Het beeld staat op de hoek van de Colijnlaan met de Weteringlaan en stelt twee vrouwen voor. Een oudere vrouw in historische kleding met een sleutel in haar hand representeert de 'Oude Stad', oftewel de binnenstad. Ze houdt de sleutel van de stad in haar rechterhand. Haar linkerarm is rond een jongere vrouw geslagen. Zij representeert de 'nieuwe stad' ofwel de wijken Hof van Delft en Westerkwartier die in die tijd relatief nieuw waren. De voormalige gemeente Hof van Delft ging in 1921 op in de gemeente Delft en vanaf die tijd werd er gestaag aan de nieuwe wijk gebouwd. Een proces dat lang duurde. Hof van Delft werd nog tot begin jaren '50 uitgebreid, en de woningbouw in het gebied ging vrijwel naadloos over in de Krakeelpolder en het Westerkwartier, waarvan de laatste straten in 1959 hun naam kregen, zoals de Krakeelpolderweg, Jacoba van Beierenlaan en Frank van Borselenstraat. Met recht kon gezegd worden dat er een 'nieuwe stad' ten westen van het oude Delft was verrezen, en het beeld is dan ook bedoeld om dat moment in herinnering te houden.

Toonaangevend
Paul Grégoire is niet de minste beeldhouwer. Hij wordt beschouwd als één van de toonaangevende Nederlandse beeldhouwers uit de 20e eeuw.
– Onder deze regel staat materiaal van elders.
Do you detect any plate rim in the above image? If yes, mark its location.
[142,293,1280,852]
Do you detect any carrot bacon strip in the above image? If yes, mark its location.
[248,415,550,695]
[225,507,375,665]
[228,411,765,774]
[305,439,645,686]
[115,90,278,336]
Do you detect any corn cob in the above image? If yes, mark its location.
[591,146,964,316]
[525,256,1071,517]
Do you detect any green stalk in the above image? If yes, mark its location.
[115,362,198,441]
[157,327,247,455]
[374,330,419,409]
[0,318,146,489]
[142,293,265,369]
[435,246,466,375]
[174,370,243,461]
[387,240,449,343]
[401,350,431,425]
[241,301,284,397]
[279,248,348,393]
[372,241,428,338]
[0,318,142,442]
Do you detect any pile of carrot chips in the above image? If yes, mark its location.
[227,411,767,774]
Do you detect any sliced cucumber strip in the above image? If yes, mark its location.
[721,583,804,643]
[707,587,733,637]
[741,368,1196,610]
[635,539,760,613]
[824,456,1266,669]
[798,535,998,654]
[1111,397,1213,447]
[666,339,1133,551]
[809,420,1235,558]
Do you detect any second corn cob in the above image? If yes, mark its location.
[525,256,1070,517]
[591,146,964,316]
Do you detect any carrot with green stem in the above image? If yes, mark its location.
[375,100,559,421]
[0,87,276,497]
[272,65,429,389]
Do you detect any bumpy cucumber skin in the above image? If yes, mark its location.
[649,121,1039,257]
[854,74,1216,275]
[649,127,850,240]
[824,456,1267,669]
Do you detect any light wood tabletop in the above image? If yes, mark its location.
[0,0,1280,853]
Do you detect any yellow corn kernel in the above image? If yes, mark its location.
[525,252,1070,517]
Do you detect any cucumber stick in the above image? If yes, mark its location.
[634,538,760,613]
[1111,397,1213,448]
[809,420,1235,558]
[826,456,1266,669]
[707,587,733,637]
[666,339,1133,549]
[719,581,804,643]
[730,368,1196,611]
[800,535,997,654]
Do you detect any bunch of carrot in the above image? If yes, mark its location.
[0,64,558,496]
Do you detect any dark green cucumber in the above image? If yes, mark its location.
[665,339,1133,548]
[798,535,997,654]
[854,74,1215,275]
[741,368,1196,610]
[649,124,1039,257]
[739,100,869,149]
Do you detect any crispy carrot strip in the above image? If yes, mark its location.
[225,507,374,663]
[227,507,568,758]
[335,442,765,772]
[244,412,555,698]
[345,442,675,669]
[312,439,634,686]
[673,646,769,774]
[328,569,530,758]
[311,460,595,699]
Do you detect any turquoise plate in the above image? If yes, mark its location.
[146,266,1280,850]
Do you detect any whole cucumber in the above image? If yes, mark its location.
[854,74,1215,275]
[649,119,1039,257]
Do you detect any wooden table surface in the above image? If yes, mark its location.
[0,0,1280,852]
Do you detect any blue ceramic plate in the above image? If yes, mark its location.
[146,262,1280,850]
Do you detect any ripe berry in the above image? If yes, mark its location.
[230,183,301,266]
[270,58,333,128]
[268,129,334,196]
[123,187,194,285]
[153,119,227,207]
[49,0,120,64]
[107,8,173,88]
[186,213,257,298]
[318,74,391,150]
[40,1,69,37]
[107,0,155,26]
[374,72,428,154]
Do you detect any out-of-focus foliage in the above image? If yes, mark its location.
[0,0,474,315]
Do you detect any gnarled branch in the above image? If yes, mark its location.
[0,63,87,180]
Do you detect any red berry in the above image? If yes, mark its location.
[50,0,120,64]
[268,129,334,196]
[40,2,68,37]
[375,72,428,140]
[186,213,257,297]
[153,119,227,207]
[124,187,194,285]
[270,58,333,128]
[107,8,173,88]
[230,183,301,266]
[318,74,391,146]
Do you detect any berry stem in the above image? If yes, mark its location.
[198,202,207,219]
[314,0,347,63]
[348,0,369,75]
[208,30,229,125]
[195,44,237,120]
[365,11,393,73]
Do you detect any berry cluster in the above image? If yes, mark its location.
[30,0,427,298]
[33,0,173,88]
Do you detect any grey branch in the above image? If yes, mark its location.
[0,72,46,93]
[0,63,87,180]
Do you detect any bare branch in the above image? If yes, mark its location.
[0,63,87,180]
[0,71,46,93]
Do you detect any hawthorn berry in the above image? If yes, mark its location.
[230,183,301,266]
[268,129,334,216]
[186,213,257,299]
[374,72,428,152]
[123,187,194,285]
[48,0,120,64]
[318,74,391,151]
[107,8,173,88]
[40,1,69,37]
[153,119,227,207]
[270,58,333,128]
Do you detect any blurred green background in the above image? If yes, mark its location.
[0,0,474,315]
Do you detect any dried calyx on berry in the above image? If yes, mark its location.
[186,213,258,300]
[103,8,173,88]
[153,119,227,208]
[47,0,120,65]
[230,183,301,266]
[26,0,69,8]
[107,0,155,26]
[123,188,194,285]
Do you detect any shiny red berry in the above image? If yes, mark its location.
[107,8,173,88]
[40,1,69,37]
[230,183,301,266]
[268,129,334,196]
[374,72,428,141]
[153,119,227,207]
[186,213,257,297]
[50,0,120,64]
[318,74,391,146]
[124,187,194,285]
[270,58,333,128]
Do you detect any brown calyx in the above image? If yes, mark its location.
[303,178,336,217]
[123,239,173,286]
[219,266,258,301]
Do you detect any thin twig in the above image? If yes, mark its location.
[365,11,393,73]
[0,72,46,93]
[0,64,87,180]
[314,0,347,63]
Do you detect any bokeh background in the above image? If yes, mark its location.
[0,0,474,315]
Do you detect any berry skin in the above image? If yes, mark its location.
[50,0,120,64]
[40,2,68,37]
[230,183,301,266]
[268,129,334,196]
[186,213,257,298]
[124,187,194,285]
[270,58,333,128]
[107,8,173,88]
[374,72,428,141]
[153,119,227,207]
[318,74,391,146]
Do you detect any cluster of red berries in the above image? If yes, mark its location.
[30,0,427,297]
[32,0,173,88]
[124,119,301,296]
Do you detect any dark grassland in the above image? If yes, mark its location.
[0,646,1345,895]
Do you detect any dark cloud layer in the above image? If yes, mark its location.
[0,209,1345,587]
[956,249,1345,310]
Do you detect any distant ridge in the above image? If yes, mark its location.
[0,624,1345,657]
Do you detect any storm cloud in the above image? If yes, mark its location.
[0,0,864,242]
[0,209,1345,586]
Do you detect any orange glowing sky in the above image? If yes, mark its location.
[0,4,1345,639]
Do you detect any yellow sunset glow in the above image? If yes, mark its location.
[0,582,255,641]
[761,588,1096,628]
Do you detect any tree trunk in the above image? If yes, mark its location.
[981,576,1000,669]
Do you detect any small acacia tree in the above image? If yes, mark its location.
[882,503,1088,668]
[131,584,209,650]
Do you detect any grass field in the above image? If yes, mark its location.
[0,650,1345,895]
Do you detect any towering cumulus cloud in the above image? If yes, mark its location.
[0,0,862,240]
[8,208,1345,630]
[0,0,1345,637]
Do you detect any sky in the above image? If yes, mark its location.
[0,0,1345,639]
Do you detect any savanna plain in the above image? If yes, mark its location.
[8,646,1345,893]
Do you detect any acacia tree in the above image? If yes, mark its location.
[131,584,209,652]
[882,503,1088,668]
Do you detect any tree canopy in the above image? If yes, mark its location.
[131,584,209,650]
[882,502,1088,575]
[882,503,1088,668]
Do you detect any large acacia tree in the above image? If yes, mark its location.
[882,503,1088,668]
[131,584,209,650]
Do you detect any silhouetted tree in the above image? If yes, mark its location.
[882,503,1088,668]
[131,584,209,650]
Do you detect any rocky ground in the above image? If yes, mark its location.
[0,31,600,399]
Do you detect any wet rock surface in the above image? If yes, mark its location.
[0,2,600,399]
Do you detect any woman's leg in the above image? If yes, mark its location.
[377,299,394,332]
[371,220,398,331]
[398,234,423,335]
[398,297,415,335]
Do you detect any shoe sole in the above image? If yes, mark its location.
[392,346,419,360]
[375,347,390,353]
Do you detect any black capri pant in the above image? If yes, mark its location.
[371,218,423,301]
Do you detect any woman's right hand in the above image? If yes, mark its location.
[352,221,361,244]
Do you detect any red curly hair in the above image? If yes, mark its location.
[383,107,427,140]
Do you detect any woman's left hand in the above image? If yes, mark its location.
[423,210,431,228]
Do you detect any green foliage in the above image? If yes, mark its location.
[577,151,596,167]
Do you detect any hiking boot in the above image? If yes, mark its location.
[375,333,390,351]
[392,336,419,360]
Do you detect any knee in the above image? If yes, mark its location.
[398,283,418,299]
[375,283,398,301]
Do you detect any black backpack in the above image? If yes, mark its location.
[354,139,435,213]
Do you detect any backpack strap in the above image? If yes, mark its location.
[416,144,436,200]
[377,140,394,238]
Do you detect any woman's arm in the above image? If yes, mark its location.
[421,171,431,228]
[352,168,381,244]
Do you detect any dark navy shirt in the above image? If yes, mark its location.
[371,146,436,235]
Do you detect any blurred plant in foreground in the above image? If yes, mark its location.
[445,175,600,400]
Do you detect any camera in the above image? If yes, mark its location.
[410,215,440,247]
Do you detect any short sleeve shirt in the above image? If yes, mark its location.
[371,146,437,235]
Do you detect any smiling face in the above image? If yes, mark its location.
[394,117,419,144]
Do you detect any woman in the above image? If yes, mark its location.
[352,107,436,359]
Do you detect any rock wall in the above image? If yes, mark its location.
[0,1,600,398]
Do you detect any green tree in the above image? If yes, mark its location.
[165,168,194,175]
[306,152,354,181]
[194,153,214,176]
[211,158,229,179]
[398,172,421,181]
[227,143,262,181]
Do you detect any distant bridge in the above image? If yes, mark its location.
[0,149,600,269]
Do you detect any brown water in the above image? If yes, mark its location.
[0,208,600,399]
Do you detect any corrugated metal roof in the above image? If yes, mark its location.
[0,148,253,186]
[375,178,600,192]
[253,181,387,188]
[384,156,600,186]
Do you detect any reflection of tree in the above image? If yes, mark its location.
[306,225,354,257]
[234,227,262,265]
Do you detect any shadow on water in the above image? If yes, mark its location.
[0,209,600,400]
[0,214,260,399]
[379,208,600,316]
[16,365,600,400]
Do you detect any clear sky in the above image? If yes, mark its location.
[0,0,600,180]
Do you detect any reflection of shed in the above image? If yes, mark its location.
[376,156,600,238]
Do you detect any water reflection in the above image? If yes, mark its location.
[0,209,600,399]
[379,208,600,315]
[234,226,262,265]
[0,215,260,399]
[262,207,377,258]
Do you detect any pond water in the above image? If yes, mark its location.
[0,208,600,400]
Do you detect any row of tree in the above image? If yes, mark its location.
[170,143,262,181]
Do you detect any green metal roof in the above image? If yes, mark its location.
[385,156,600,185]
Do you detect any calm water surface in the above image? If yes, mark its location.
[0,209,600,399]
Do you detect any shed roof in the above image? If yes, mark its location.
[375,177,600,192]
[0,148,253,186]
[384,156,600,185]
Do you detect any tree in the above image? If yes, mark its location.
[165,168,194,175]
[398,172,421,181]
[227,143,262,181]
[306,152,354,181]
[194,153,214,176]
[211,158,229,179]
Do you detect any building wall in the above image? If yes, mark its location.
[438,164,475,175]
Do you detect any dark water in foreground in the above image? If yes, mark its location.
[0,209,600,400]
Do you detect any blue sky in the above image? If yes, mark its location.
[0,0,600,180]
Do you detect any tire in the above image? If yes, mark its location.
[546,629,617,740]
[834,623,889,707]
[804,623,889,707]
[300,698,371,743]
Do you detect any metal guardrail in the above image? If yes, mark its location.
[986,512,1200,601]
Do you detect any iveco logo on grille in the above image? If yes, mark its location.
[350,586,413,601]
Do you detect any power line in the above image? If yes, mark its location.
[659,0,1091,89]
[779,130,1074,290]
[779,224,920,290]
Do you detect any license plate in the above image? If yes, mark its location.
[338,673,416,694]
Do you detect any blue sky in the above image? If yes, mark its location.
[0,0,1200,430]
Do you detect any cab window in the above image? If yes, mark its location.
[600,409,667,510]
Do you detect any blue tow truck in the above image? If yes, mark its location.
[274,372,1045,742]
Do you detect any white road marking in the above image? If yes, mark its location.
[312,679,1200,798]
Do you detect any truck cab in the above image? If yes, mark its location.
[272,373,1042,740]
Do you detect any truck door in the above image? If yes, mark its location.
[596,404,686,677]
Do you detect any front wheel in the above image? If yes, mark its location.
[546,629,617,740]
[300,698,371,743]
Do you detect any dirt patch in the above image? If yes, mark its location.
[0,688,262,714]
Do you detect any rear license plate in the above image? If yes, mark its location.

Hij kwam uit een echte kunstenaarsfamilie; zijn vader Jan was kunstschilder. Paul Grégoire doceerde beeldhouwen aan de Rijksacademie van Beeldende Kunsten in Amsterdam. Met zijn werken verdiende hij de bijnaam 'filosoof van de Arabesk', een arabesk of 'bewegingscurve' is een kunstvorm die gebruik maakt van ritmische patronen, repeterende bewegingslijnen. Vaak komen er figuren als bladeren en spiralen in terug. Arabesk klinkt als 'Arabisch' en dat is ook wel een beetje zo. De Islamitische en Moorse kunst maakt vaak gebruik van dit soort patronen. Dat het beeld zestig jaar na dato zo verweerd is komt deels door het gebruikte materiaal: tufsteen is een zachte steensoort. Daardoor is het makkelijk te bewerken, maar ook kwetsbaar.